This season, Higginbotham portrays Selsdon Morbray in Noises Off, drunken ‘Pygmalion’ patriarch Alfred Doolittle in My Fair Lady and, his ‘favorite’ father-figure character, Belarius.
“Because they are all different, I like the challenge of having to create three different people,” he said. “I think it’s fun, and I enjoy a challenge like that.
“I’ve had a fun time with Alfred P. Doolittle for obvious reasons. It’s just a fun role. I’d seen the movie of course, but I’d never seen it on stage … The only reason that I have any singing roles in a musical is if the singing prowess of the character doesn’t have to be that high. Alfred P. is not part of the Metropolitan Opera or anything. That’s right up my alley.”
Higginbotham said he feels a deep connection with the Belarius character, a former friend of the eponymous Cymbeline, banished into exile and kidnapping the king’s children on the way. Cymbeline is one of the bard’s latein life ‘problem plays’ with heavy themes, performed rarely.
“You can find elements from his other plays as well. It’s a mature work,” he explained. “I just love it. I enjoy working with it. I enjoy my role because me and the king’s sons for 20 years have been out in the wilderness. What I like the most is his relationship with him and his sons. They’re real.

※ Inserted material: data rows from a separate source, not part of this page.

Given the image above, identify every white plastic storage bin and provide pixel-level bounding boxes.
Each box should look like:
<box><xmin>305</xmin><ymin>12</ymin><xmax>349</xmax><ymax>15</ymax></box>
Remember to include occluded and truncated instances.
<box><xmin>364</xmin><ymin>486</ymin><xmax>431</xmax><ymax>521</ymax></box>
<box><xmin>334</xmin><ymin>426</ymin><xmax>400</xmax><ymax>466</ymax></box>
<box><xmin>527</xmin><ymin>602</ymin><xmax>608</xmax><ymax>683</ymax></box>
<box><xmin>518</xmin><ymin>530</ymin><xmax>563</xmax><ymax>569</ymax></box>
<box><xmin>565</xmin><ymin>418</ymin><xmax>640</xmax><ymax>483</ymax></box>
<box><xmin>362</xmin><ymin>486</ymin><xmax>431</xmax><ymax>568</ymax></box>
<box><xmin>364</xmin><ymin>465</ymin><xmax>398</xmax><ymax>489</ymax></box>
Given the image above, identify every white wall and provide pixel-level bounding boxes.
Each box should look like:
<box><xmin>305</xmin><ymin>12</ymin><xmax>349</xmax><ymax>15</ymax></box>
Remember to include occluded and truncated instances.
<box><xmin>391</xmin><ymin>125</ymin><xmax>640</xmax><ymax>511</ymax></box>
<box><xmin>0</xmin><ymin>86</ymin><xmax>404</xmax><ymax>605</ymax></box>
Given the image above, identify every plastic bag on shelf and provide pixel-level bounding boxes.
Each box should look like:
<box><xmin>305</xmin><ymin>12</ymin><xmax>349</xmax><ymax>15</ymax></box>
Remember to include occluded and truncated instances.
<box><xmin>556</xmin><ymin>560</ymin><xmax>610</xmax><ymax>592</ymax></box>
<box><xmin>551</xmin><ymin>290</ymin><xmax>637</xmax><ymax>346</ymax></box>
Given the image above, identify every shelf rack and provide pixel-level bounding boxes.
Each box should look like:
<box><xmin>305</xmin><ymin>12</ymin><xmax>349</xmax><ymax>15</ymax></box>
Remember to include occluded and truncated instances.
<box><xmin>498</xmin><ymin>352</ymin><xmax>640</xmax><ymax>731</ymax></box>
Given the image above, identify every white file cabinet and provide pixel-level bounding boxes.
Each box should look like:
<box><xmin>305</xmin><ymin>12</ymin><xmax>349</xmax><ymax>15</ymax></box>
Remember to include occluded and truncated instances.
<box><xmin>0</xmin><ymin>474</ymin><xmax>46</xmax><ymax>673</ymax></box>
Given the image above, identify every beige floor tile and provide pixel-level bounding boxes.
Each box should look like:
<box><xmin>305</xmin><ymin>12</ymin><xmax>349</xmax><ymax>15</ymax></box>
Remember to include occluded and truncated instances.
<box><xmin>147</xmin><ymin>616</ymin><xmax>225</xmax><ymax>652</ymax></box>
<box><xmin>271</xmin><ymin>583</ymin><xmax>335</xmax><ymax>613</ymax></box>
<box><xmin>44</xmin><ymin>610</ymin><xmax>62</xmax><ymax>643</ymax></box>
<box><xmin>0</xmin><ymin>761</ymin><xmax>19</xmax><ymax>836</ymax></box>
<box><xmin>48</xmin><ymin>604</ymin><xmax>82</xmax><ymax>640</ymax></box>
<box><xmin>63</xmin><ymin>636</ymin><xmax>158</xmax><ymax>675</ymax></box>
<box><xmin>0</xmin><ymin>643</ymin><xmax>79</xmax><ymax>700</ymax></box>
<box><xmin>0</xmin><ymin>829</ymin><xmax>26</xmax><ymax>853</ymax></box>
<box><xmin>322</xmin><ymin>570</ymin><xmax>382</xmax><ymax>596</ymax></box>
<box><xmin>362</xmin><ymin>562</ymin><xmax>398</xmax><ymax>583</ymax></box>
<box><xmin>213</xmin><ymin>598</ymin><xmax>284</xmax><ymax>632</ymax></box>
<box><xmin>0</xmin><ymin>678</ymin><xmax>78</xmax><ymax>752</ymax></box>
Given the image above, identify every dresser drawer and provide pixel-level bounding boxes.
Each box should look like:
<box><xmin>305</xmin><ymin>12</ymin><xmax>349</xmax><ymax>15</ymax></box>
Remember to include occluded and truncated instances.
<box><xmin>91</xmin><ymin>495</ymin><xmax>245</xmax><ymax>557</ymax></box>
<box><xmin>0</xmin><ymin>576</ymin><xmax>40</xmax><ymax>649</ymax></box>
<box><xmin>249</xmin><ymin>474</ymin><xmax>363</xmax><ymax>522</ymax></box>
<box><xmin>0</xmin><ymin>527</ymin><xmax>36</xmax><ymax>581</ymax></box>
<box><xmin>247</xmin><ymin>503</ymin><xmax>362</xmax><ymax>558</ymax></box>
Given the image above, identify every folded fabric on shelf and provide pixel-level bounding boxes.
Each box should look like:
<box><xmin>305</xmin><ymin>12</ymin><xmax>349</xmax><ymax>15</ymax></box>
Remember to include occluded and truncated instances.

“I think it’s a great element in the play. It’s a role and a play that was new to me; I’d never read it. Looking back on what Shakespeare I’ve done, I think this will be one of my favorites.”
For Higginbotham, one of the key elements taking the stage is storytelling and connecting with the audience, if only for a little while.
“It’s fun telling stories. We’ve been telling stories to entertain and to report on hunts and battles since we’ve been here,” Higginbotham said. “To be able to come into a dark theater with other company members and having worked very, very hard learning a play and then being able to get up and share that story with an audience and to receive the energy that they give back to you, it’s just such an organic experience and something that … it’s hard to describe to people how that feels.
“I know Brandon feels it. When you’re out on stage there’s just something about that. To be a member of an ensemble that tells a story that moves an audience and lightens things up or makes them chuckle or laugh or makes them think a little deeper, that’s the biggest thing.”
In Shakespeare’s script, Macduff ’s son is identified as just that, “Macduff ’s Son,” but TSF’s company named him behind-the-scenes.
“‘Willem’ was a name that a group of us made up because I had no name,” Fugler explained. “They thought, ‘What is a real strong Scottish name?’ Angus was already taken, so we decided on Willem.”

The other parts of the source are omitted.